弁護士としてのみならず一卒業生、一住民としても今回の京都大学のタテカン撤去には強い憤りを感じています。「タテカン」は京大の基本理念にある「自由な学風」を体現するものであり、地域の歴史的文化的景観として尊重されるべきものです。安全面は看板の設置方法を工夫することで解決できることであり、「タテカン」を撤去する必要まではありません。
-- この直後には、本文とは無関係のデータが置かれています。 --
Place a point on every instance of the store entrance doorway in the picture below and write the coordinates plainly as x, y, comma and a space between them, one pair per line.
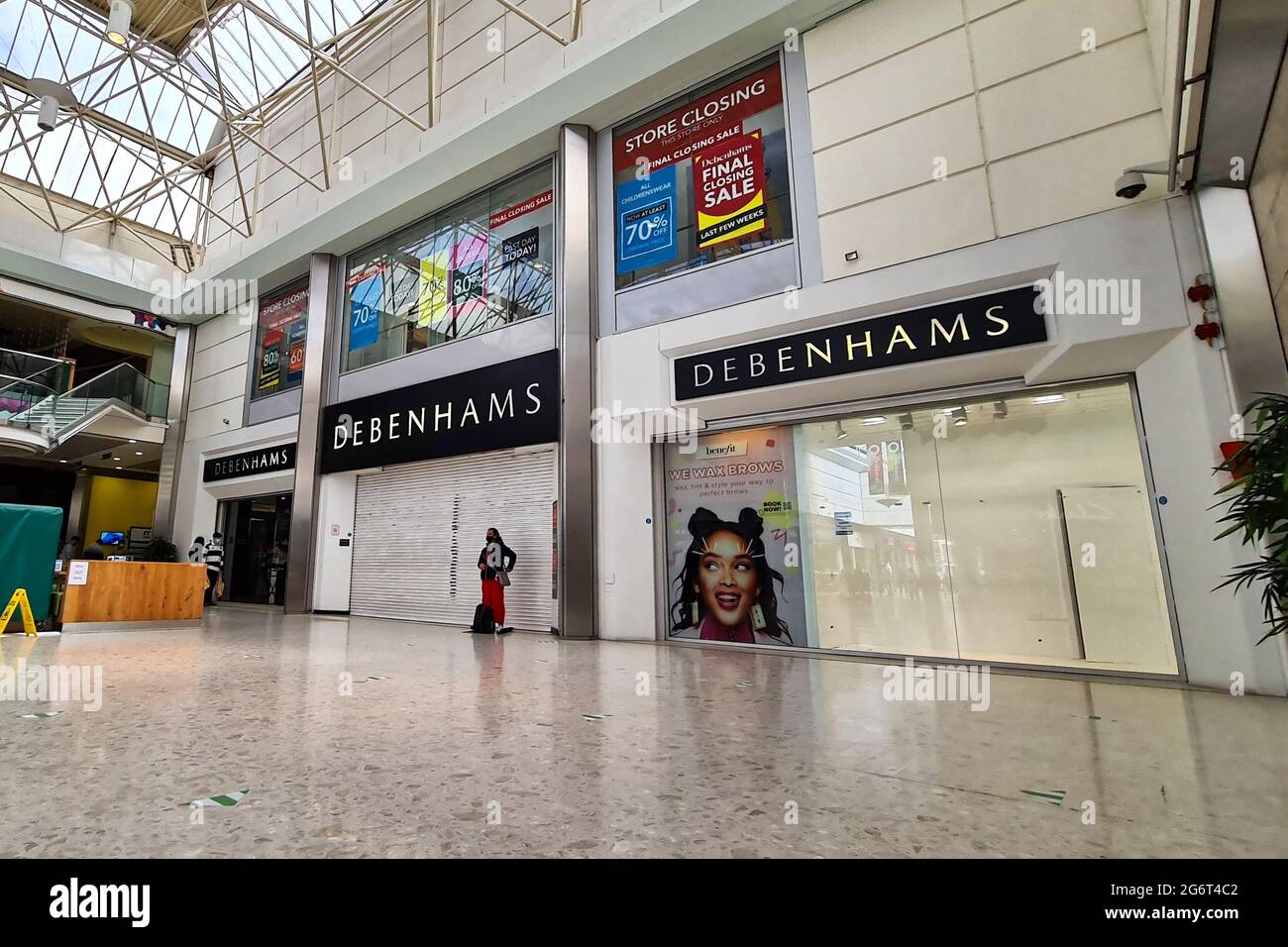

京都大学やその周辺には昔から数多くの「タテカン」が設置されていて、それがごく普通の風景となっていたのです。これらは長年にわたって学生や組合等の京大関係者だけでなく、広く地域の市民とともに形成されてきた歴史であり、文化であり、表現活動や組合活動の場であって、当該地域は、いわゆるパブリックフォーラムとして、タテカンを通して情報共有できる極めて重要な役割を果たしてきました。このような重要な「タテカン」を一方的に撤去する行為を看過することは出来ません。
この裁判を通じて、表現の自由や労働基本権を守り抜き、伝統ある「タテカン」文化を取り戻すべく、全力を尽くす所存です。
今後とも皆様のご支援等をよろしくお願い致します。